Pourtant, que le contenu soit marketing ou éditorial, ce qui attire une audience reste quelque peu universel. Et la clé de cet effort est de trouver les bons talents.

Morning Brew a intentionnellement choisi de recruter en interne pour ses talents, en invoquant comme justification l’adéquation culturelle connue et la baisse de l’investissement initial, a déclaré Emery. Elle n’est pas opposée au recrutement de talents extérieurs, mais son premier réflexe est de se tourner vers l’interne.

Noel, par exemple, travaille chez l’éditeur depuis cinq ans et est « électrique – quelqu’un que vous vous souvenez avoir rencontré », selon Josh Kaplan, fondateur de l’agence de création B2B Smooth Media et ancien employé de Morning Brew.

« Il est difficile de trouver de bons talents dans le monde des créateurs B2B », a déclaré Kaplan. « Donc, si vous possédez ce talent en tant que directeur des ressources humaines, vous voudrez probablement en profiter. »

La perspective de recruter des talents internes pour occuper des postes en dehors de leur description de poste pourrait soulever des problèmes potentiels, selon Liederman. La manière dont l’employé est rémunéré, s’il se sent à l’aise de refuser de participer et l’effet de la charge de travail supplémentaire sont autant de sujets de préoccupation.

Dans le cas de People Person, Noel reçoit une part des revenus qu’elle génère, selon Emery, bien qu’il ait refusé de donner plus de détails. Elle s’est également portée volontaire pour cette opportunité, plutôt que d’être invitée à participer, a ajouté Emery. Elle avait également déjà figuré dans les offres éditoriales de Morning Brew, répondant aux questions des lecteurs pour la rubrique de conseils « Make It Work ».

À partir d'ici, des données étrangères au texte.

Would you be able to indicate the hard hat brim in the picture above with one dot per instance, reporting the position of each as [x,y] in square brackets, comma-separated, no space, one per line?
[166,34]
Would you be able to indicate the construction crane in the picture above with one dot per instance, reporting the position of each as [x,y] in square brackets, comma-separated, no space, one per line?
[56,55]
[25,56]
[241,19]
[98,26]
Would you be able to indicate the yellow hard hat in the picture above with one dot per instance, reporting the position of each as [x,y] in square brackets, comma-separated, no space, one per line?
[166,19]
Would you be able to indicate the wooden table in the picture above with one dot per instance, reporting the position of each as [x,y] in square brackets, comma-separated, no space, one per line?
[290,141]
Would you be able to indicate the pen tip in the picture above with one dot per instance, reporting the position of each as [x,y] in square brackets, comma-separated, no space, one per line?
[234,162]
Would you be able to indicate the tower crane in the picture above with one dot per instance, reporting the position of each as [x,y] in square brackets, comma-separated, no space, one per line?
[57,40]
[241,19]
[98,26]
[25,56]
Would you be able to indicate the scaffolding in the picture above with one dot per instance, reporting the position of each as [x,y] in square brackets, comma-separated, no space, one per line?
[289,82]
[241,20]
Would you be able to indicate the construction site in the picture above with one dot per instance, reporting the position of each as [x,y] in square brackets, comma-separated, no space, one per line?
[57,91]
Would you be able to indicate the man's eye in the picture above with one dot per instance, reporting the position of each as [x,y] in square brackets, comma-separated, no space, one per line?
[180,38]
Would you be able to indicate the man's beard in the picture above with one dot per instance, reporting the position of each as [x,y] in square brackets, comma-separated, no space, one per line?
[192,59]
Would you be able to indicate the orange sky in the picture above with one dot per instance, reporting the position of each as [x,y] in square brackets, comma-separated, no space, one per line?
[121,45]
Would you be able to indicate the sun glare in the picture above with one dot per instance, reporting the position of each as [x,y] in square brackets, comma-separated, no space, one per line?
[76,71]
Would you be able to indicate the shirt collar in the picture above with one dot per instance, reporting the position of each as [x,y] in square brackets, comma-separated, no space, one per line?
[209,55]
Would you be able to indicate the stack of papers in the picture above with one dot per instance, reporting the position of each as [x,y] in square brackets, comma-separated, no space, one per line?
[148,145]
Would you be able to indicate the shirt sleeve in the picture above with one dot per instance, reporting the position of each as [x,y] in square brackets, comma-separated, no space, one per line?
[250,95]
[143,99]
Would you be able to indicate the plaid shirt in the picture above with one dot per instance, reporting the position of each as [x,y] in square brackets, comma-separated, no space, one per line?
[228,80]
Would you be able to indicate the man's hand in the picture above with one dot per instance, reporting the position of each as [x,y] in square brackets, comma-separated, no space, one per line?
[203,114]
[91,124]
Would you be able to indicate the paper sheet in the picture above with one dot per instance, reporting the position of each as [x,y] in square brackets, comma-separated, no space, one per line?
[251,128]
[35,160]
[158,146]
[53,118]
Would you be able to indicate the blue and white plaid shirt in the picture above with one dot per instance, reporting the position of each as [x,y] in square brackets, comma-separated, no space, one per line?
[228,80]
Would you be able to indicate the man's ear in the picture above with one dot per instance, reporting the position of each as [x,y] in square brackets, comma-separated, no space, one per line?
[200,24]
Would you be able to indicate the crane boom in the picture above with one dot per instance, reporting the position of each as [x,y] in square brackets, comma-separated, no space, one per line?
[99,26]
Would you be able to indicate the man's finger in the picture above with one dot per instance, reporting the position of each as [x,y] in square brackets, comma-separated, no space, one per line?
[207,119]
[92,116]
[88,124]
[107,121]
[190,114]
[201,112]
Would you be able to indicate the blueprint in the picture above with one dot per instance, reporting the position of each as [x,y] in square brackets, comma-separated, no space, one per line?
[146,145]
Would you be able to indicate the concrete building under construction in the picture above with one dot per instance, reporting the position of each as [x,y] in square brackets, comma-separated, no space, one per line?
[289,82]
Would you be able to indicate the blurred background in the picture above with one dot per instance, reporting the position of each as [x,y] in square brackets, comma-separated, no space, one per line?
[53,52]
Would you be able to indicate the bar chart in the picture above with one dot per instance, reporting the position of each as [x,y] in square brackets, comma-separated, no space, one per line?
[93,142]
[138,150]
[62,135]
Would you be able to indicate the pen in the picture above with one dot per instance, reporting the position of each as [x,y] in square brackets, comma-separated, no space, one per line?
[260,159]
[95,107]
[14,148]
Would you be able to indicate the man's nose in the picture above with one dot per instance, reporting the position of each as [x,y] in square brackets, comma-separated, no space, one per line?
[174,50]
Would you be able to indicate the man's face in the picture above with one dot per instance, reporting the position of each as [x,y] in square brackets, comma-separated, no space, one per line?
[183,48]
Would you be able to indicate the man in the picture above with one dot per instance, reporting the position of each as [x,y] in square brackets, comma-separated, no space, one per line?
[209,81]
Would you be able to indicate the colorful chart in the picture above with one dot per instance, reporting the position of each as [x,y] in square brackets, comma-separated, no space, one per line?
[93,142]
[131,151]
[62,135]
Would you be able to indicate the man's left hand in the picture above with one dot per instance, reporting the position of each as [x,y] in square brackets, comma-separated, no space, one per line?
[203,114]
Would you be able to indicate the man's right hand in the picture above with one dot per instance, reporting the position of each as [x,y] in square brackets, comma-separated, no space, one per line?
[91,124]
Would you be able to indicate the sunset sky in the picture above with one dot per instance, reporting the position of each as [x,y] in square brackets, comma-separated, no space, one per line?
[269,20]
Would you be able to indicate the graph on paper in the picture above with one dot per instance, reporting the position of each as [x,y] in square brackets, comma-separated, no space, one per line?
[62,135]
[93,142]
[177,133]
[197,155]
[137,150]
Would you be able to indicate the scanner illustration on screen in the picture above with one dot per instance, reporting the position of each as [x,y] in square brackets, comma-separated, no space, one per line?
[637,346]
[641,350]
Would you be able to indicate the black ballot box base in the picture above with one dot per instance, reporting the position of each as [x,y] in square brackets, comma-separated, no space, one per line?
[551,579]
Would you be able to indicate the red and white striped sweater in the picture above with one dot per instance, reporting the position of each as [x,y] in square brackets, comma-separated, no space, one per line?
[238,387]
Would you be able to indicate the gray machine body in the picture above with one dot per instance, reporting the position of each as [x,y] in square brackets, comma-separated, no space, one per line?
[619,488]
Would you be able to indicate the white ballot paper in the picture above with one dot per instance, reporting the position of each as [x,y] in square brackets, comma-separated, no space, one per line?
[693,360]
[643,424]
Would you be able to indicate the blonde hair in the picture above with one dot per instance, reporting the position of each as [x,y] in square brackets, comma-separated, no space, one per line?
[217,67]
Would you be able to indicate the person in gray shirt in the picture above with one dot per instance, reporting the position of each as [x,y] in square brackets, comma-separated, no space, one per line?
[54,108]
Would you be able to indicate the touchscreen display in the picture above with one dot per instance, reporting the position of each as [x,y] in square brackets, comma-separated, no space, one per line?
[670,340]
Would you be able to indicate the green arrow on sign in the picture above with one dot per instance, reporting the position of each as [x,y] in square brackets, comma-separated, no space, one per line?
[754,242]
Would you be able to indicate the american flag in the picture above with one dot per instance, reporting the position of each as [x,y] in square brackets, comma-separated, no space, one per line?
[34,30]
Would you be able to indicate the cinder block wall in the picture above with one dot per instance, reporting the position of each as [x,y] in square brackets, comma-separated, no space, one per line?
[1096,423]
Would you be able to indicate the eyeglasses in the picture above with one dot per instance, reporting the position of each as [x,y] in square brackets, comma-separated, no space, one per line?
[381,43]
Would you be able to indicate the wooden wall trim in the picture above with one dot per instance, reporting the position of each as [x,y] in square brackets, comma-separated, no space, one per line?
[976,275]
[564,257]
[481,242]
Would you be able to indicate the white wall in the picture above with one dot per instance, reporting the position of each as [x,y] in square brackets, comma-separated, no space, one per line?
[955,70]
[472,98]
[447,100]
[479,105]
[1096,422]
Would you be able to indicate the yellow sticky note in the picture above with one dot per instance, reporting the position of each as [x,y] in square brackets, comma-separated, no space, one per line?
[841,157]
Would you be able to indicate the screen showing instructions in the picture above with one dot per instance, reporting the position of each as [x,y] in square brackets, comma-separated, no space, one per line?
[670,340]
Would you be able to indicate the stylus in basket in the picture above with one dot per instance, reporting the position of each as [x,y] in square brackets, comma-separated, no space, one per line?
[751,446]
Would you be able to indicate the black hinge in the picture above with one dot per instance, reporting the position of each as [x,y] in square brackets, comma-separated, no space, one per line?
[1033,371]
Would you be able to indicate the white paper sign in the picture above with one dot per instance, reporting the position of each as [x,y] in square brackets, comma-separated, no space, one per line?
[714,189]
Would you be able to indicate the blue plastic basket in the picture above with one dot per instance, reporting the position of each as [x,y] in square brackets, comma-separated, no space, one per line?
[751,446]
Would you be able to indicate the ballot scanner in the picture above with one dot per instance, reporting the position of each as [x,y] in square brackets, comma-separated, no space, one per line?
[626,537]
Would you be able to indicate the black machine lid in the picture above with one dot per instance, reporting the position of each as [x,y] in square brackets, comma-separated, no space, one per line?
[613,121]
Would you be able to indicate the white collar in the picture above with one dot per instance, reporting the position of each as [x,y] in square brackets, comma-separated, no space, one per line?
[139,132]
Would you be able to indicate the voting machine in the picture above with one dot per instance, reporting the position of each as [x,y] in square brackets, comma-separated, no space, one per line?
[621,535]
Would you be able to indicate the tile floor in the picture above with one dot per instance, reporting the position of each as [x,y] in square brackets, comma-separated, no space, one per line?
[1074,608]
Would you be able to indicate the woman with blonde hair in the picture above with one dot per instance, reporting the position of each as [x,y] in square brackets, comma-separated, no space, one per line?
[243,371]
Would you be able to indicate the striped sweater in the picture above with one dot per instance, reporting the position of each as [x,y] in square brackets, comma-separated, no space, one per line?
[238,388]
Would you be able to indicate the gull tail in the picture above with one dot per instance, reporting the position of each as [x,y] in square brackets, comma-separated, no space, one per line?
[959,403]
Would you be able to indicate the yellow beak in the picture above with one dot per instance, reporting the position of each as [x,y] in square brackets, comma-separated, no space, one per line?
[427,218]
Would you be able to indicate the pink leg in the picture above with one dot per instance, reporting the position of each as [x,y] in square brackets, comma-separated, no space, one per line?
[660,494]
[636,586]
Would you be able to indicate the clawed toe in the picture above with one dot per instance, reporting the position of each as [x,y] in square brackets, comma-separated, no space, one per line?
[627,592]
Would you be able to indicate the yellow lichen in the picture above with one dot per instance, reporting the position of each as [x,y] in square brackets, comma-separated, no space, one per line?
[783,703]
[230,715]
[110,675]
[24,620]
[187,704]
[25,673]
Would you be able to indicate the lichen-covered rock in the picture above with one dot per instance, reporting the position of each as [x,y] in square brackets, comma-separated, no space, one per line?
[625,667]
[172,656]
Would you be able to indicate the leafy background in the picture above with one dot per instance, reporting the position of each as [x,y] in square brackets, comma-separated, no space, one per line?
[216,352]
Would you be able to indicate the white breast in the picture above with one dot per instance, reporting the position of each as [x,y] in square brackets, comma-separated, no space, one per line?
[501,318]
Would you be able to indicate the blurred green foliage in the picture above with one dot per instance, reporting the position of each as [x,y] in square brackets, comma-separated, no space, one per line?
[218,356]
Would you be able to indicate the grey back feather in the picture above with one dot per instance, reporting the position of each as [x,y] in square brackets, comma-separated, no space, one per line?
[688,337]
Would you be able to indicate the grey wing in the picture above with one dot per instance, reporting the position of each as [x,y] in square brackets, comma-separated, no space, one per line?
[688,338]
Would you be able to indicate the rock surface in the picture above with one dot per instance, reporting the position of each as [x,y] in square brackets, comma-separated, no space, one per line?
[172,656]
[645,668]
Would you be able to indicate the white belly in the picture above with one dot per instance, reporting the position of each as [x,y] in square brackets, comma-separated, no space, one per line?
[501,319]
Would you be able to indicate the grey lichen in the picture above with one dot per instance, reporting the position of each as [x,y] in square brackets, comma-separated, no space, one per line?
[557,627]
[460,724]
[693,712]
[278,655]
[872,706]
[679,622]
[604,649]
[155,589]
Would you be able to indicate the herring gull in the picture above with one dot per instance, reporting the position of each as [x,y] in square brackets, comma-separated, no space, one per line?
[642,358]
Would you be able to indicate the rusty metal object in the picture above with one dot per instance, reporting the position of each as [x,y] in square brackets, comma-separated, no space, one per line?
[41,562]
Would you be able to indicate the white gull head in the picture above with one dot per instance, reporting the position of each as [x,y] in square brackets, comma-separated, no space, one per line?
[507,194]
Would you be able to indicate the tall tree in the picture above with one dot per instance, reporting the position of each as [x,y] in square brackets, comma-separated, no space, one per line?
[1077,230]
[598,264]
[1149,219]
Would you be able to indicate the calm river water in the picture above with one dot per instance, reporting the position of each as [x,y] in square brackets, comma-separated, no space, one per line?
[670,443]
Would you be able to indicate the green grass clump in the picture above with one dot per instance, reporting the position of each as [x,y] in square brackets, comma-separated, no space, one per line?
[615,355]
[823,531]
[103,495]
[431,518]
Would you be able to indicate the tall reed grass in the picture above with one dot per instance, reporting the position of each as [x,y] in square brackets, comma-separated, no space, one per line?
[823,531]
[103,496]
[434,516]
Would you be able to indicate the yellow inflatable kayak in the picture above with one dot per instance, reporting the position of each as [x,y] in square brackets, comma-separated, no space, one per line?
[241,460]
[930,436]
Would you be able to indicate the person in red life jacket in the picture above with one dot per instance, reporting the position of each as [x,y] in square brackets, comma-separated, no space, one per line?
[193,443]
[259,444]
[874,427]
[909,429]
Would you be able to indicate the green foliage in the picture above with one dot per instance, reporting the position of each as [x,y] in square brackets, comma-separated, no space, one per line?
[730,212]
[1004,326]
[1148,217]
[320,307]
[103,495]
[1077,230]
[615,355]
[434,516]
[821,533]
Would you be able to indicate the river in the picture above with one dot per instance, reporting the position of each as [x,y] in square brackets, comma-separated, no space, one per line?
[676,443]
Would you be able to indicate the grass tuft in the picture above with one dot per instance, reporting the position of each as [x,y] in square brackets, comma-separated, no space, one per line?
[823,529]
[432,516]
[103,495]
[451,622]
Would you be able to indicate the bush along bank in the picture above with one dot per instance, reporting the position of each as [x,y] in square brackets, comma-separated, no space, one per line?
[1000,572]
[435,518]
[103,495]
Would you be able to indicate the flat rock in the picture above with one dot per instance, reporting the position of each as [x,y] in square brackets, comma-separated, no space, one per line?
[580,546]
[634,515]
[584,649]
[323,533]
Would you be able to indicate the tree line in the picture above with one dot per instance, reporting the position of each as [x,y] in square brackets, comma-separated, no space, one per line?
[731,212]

Les nouvelles responsabilités ne changent pas la relation de travail entre Noel et Morning Brew : elle n’est pas un « talent », du moins au sens contractuel du terme. Et l’éditeur, qui a près d’une décennie d’expérience dans la collaboration avec les créateurs, fera appel à des producteurs pour rédiger le scénario de la série, a déclaré Emery.

Booster d’entreprise

Mais même avec ces garde-fous en place, la décision de confier au personnel chargé des revenus des créateurs souligne un changement crucial dans la façon dont les entreprises naviguent à la frontière entre la vie personnelle et professionnelle de leurs employés.

De plus en plus, votre présence sur Internet est liée à votre profession, ce qui signifie que votre comportement numérique et analogique peut en fin de compte avoir des répercussions sur votre employeur. Regardez le scandale des caméras de baiser de Coldplay comme preuve de la rapidité avec laquelle une affaire personnelle devient une préoccupation d’entreprise. Lorsqu’il s’agit de l’intersection de votre présence sociale personnelle et de sa relation avec votre travail, la distinction entre les deux s’amenuise.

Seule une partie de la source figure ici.